With their combined incomes, the couple was able to more easily afford not only a place to live, but everything else as well. Even so, the two had to work out some of the kinks of a new financial situation.
“At first, we split things halfway because that seemed like the fair way to do it,” the 27-year-old Craft said. But she made less money than he did, and felt the burden.
“As we grew into our relationship, we made finances work out so it was beneficial and fair to us as a unit, instead of us as individuals,” she said from her home in Council Bluffs, Iowa.
Often, said McManus, cohabiting couples are trying to put money in savings, possibly for a wedding ceremony. “Marriage is in fact an investment in the future,” she said. “Many cohabitants are saving up for that.”
You Get To Know Them Better
Kaleb King of Durant, Oklahoma, admits that his girlfriend Alexandra Kysiak learned a thing or two about him when they moved in together six months ago. For example, he likes his alone time. He also said he’s stubborn, never cleans the water off the sink, and thinks he’s always right.

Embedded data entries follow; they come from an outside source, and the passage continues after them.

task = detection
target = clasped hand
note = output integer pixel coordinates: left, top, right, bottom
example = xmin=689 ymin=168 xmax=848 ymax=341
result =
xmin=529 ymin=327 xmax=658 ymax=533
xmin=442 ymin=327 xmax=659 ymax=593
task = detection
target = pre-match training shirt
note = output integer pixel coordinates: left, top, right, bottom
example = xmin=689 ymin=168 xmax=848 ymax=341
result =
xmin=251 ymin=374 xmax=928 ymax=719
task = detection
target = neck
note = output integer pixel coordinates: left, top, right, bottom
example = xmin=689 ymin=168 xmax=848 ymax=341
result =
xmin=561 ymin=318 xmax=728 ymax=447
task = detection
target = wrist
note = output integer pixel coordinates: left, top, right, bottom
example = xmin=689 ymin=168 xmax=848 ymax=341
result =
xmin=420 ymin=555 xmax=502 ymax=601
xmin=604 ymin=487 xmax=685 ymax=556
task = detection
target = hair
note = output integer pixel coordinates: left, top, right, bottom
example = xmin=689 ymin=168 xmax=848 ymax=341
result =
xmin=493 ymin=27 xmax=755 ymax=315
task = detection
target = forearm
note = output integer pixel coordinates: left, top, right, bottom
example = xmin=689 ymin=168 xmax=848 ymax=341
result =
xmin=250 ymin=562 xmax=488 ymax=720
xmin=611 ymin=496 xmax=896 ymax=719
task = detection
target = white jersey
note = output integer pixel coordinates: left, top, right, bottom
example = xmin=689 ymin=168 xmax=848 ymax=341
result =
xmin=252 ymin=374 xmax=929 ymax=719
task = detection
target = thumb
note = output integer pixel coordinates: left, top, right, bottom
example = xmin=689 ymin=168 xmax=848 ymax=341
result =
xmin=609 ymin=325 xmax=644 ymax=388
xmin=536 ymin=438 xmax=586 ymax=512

As for King? He had to learn how to share his food.
“You truly don’t know someone until you’ve lived with them,” said the 26 year old. “You learn all about your partner [when you cohabit] – from the good to the bad.”
Sometimes, taking the leap to get to know each other better can be a frightening stage in a relationship.
Kysiak, 28, and King had only been together a few weeks when her lease ran out on her apartment. Although they had been friends for years, they were still learning to navigate the waters of their newly formed relationship. They decided to move in together anyway.
“I was a little worried that if things didn’t work it would ruin the relationship,” she admits. “But it’s actually been great since the very first day.”
One of her favorite parts about living with him has been discovering the shared activities they enjoy.
“We watch shows together and make fun of them,” she shared. “And he cooks us dinner most nights. I’ve learned he’s a much better cook than me.”
King likes his alone time. For him and his girlfriend, figuring out how to get him the space he needed took very little negotiation.
“I’m a pretty upfront guy,” he explained. “So I’ve just told her that I like my time alone. It helps that she doesn’t like football, so when it’s on she goes and watches something else.”
It’s not always so easy.
For some people, the things you learn about your significant other aren’t always things you like. Victoria Fletcher, for example, hates that her boyfriend sleeps with the TV on.
“I like to sleep with total darkness and quiet,” said the 22-year-old resident of Seabrook, Texas. “It affects our sleep and we’ve had to adjust.”
Adjusting to the other person’s preferences, Fletcher said, is the most difficult part of living with them – whether you’re cohabiting or married.
“It’s about trying to acclimate your personal tendencies with the other person’s,” she said.
Kysiak said that living in close quarters makes disagreements harder.
“If we have a fight it’s difficult to get our own space,” said Kysiak. “We don’t fight very much, only two or three times a year, but it’s tough.”
For Findley, the fights are just par for the course.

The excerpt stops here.